In 1992, Lee Freedman's grey Subzero (Greg Hall) won before my eyes live and again I was on cloud nine until I came back to earth after mistakenly sitting on a leading Melbourne racing writer's press chair.

Last year on a racing tour to Dubai, I was part of a group of about 400 Australians who attended a Melbourne Cup function in the grounds of a 5-star hotel which was transformed into a mini-Flemington racecourse.

Don't kid yourself, the Melbourne Cup is the now the most internationally dominated and acclaimed handicap horse race in the world.

The best tip I can give you about selecting the winner of the Melbourne Cup is to follow your own intuition.

I'm a fan of TAB 24 Signoff (IRE) more so because of the rider Joao Moreira.

I had the good fortune to see this jockeying genius ride five winners one night in Kranji, Singapore before he went over to conquer Hong Kong racing.

It's inexplicable really after watching him win on horses under extreme pressure as far as 1000 metres from home, yet this Brazilian whiz gets them to win.

In Singapore the racing made public on-course chant - Moreira; Moreira; Moreira; Moreira all the way down the straight.
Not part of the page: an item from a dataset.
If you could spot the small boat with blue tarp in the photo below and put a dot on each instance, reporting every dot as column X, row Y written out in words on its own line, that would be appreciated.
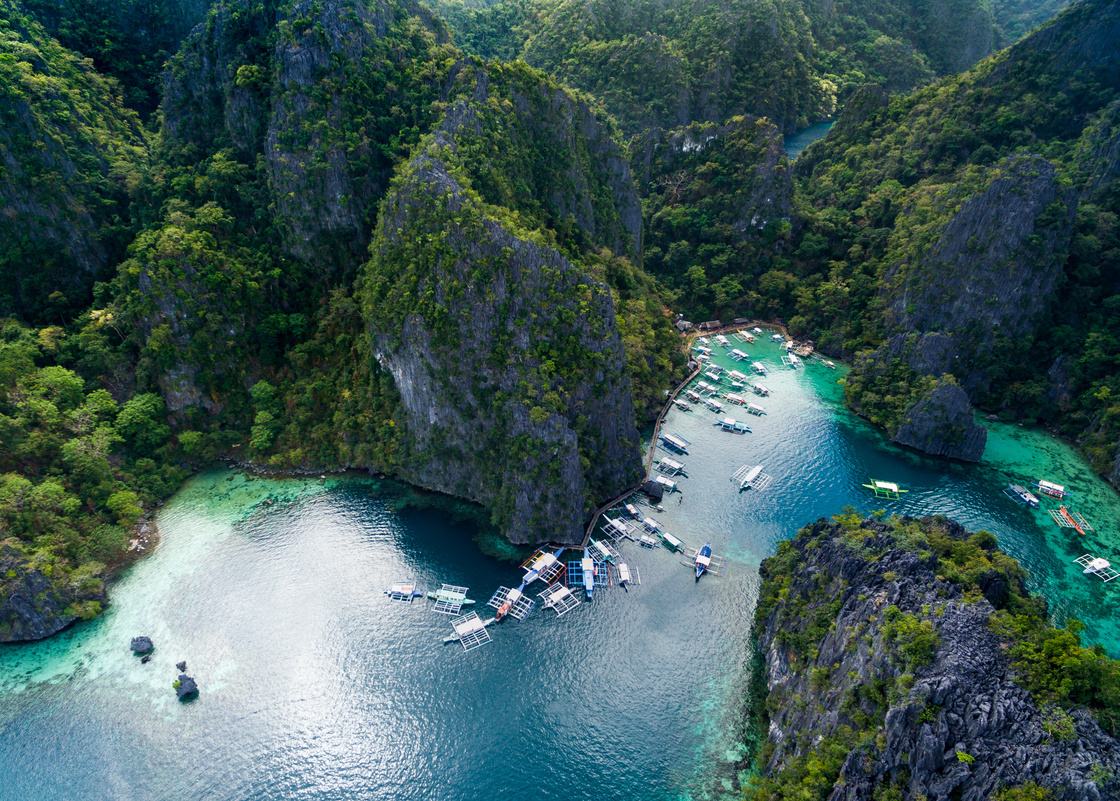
column 1051, row 489
column 404, row 592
No race is beyond the winning scope of Jao Moreira's horses and mediocre ones at that find another level under his unorthodox persuasion.

For what it's worth I'm selecting TAB 24 Signoff (IRE) to win from Johnny Murtagh Irish horse, TAB 11 Mutual Regard (IURE) with Aussie TAB 3 Fawkner for third and Japanese TAB 1 Admire Rakti (JAP) for fourth.

By the way if ever you get the chance, then place attending a Melbourne Cup at Flemington high on your bucket list, as that is certainly the case with racing folk the world wide.